La Corte di Cassazione, con l’ordinanza n. 26340 del 29 settembre 2025 della Sezione Tributaria (Pres. Perrino, Rel. Leuzzi), affronta la questione della deducibilità dell’IVA indetraibile connessa a operazioni soggettivamente inesistenti.
In sostanza secondo la lettura più coerente delle Corti di merito l’IVA è indetraibile in quanto sostanzialmente addebitata da un non imprenditore. Non riconosciuto come tale al momento dell’acquisto anche se con ordinaria diligenza propria dell’imprenditore tale verifica sarebbe stata possibile. Dunque rimanendo effettivo l’acquisto, per quanto da “privato” il costo, aumentato dell’iva indetraibile, resta deducibile.
Nel caso specifico a monte della vicenda la società acquirente aveva definito l’IVA in adesione. In particolare, il supero dell’IVA a credito è stato fatto oggetto di rinuncia da parte della società proprio in sede di adesione. Gli accertamenti sono divenuti definitivi in virtù dell’adesione nel 2012.
Per la Corte, proprio perché l’IVA versata al fornitore è definitivamente indetraibile in virtù di quegli atti, in quanto afferente a operazioni soggettivamente inesistenti del carattere fraudolento delle quali la contribuente è risultata consapevole, è in radice da escludere che essa possa configurare un costo.
Sul punto viene ricordato che Corte ha già di recente affermato che “A fronte di fatture emesse per operazioni soggettivamente inesistenti, l’IVA indetraibile – in quanto corrisposta al soggetto interposto anziché all’effettivo cedente di beni o prestatore di servizi- non è deducibile tra i costi d’impresa ai fini della determinazione delle imposte dirette (IRES e IRAP), in quanto configura un esborso non inerente allo svolgimento della specifica attività economico-produttiva essendo, piuttosto, espressione di distrazione verso finalità ulteriori e diverse, tali da interrompere il cd. nesso di inerenza” (Cass. n. 1682 del 2024 non massimata).
In effetti, sono inerenti i costi riferiti all’attività da cui derivano i ricavi e i proventi che concorrono a formare l’imponibile aziendale, purché appartenga all’attività produttiva l’evento generatore del decremento che viene in considerazione dal punto di vista fiscale (in questi termini, Cass. n. 31930 del 2021; Cass. n. 17194 del 2022).

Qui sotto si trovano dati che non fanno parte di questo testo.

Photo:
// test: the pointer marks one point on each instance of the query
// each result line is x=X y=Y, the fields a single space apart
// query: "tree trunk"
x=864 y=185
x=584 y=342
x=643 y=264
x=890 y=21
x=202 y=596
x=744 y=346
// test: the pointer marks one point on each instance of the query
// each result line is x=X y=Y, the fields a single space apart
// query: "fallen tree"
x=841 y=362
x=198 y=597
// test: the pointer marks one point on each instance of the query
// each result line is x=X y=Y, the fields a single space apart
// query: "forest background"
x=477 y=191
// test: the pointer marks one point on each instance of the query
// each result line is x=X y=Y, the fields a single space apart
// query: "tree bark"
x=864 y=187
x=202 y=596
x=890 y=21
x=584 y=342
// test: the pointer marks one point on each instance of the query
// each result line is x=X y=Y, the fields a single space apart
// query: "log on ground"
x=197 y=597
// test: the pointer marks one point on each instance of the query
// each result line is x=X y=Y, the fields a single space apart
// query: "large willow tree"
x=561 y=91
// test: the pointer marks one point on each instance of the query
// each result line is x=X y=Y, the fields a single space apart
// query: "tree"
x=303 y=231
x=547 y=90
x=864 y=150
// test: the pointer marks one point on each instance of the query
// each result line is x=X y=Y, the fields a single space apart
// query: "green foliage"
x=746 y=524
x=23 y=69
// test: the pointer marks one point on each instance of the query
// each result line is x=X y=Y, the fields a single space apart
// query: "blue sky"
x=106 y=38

La Corte così prosegue: “A maggior ragione queste considerazioni valgono per l’IVA, governata dal principio di neutralità, attuato dal sistema delle detrazioni, che è appunto inteso a sollevare interamente l’imprenditore dall’onere dell’IVA dovuta o pagata nell’ambito di tutte le sue attività economiche (tra varie, Corte giust., causa C- 332/15, punto 29, Astone). L’IVA, dunque, nella sua fisionomia ordinaria è priva in nuce dell’attitudine ad incidere nelle fasi di commercializzazione, numerose o meno che siano, che precedono la fase del consumo del bene. Sotto tale profilo, l’IVA non è suscettibile di essere qualificata alla stregua di costo generale di esercizio; essa non è, in altri termini, ontologicamente un costo “incorporato” nel bene acquistato e non rappresenta intrinsecamente per l’impresa un “costo” collegato ad operazioni che producono un ricavo.
Coerentemente, a mente dell’art. 99, co. 1, del Tuir, le imposte sui redditi e quelle per le quali è prevista la rivalsa, anche facoltativa, non sono ammesse in deduzione”.

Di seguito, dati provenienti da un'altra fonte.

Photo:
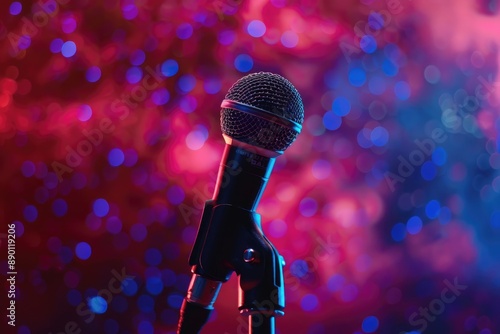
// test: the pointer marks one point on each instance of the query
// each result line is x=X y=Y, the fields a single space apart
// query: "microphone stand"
x=230 y=239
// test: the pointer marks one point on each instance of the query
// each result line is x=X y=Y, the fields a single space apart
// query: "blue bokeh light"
x=308 y=207
x=370 y=324
x=100 y=207
x=402 y=90
x=83 y=250
x=256 y=28
x=15 y=8
x=68 y=49
x=116 y=157
x=439 y=156
x=309 y=302
x=154 y=285
x=28 y=168
x=398 y=232
x=137 y=57
x=184 y=31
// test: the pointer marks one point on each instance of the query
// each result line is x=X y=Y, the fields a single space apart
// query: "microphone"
x=261 y=116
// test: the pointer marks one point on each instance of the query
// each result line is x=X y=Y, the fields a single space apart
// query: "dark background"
x=110 y=142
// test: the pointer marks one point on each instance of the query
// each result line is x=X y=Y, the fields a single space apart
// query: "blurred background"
x=386 y=208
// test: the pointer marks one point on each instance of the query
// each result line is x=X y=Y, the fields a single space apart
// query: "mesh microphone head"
x=263 y=110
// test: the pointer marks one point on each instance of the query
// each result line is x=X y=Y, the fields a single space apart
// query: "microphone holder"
x=230 y=239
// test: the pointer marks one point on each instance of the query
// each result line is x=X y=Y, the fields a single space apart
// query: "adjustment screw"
x=249 y=255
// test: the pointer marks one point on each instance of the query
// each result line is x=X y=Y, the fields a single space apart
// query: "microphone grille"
x=273 y=94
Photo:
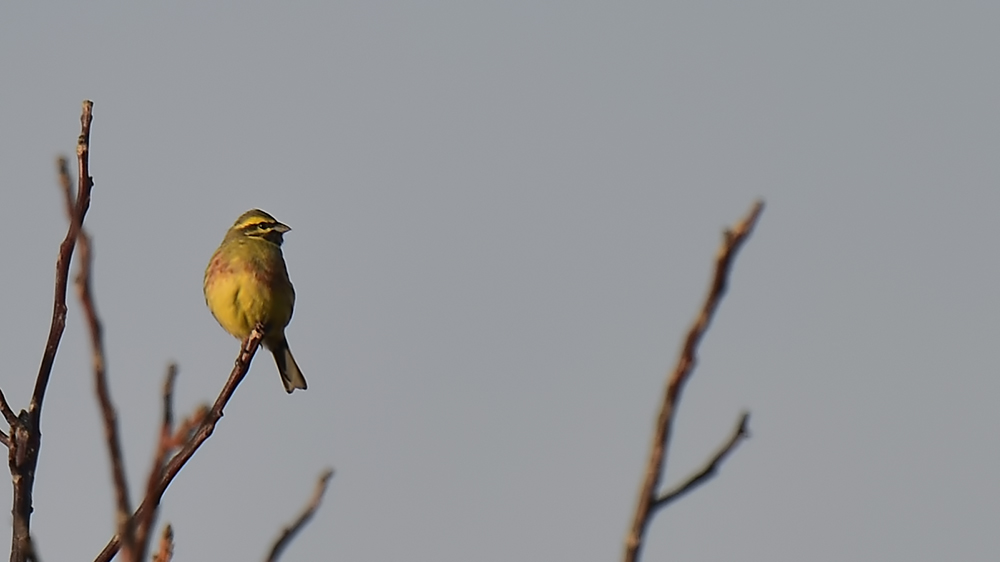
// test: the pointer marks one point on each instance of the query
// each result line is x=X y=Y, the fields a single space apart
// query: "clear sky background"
x=504 y=219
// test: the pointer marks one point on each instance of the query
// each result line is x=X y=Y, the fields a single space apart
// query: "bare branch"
x=166 y=551
x=8 y=414
x=165 y=446
x=82 y=203
x=290 y=531
x=25 y=438
x=108 y=414
x=739 y=434
x=646 y=508
x=201 y=434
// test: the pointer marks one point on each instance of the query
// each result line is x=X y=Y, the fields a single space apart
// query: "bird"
x=246 y=283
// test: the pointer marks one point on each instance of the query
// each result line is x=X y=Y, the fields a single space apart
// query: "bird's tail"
x=291 y=376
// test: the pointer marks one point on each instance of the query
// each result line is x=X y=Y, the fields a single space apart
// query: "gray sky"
x=504 y=219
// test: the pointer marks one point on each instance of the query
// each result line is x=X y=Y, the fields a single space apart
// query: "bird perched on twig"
x=246 y=283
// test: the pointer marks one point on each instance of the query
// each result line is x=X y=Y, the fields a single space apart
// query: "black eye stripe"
x=259 y=226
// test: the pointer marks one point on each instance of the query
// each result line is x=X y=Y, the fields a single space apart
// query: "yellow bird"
x=246 y=283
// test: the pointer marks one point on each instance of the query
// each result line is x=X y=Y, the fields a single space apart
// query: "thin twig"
x=108 y=414
x=142 y=525
x=203 y=432
x=166 y=551
x=85 y=184
x=739 y=434
x=290 y=531
x=8 y=414
x=26 y=438
x=646 y=508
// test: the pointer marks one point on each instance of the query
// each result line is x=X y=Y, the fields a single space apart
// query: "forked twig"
x=108 y=414
x=201 y=434
x=648 y=504
x=25 y=439
x=290 y=531
x=739 y=434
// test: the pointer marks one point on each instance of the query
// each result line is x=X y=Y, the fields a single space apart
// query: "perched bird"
x=246 y=283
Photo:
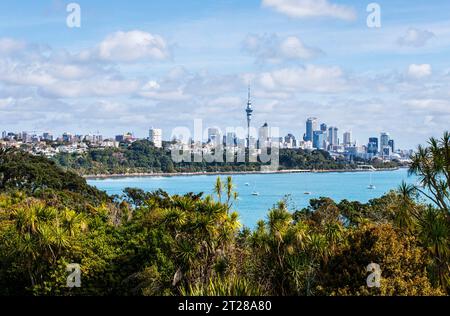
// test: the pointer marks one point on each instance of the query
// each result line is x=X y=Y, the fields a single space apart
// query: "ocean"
x=259 y=192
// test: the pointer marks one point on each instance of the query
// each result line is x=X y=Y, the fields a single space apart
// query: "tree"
x=432 y=165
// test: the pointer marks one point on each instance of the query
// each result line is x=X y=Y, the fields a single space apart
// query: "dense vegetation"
x=141 y=157
x=151 y=243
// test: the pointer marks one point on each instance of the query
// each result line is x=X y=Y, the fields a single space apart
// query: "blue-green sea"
x=271 y=188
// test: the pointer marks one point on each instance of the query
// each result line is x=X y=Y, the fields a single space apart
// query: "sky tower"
x=249 y=112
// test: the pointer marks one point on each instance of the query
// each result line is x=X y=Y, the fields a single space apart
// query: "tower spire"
x=249 y=112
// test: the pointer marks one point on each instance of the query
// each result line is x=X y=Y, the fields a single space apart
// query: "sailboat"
x=371 y=186
x=255 y=193
x=307 y=192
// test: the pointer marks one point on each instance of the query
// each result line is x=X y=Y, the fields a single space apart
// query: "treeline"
x=142 y=157
x=151 y=243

Francamente sembra che la Corte parli di operazioni oggettivamente inesistenti invece che di operazioni soggettivamente inesistenti. I costi da operazioni soggettivamente inesistenti sono infatti deducibili ai sensi dell’art. 8, comma 1, del d.l. 2 marzo 2012, n. 16, convertito in legge 26 aprile 2012 n. 44. Ovviamente se il costo, come tutti quanti i costi di impresa, risulta inerente (recentemente Ordinanza n. 13370 del 20 maggio 2025, ordinanza 26434 del 30 settembre 2025). Non si vede allora per quale motivo il costo non debba essere aumentato dell’iva indetraibile. Non sembra risolutivo l’art. 99 TUIR citato nella sentenza, giacché la rivalsa, prevista in origine, è negata dalla natura non imprenditoriale del soggetto venditore (inesistente soggettivamente, appunto) andando di fatto a costituire un incremento del prezzo di acquisto. Se l’IVA evidenziata dal non imprenditore fosse deducibile in concreto non sarebbe un costo, almeno secondo il primo comma dell’articolo 99 che invece viene interpretato a contrario.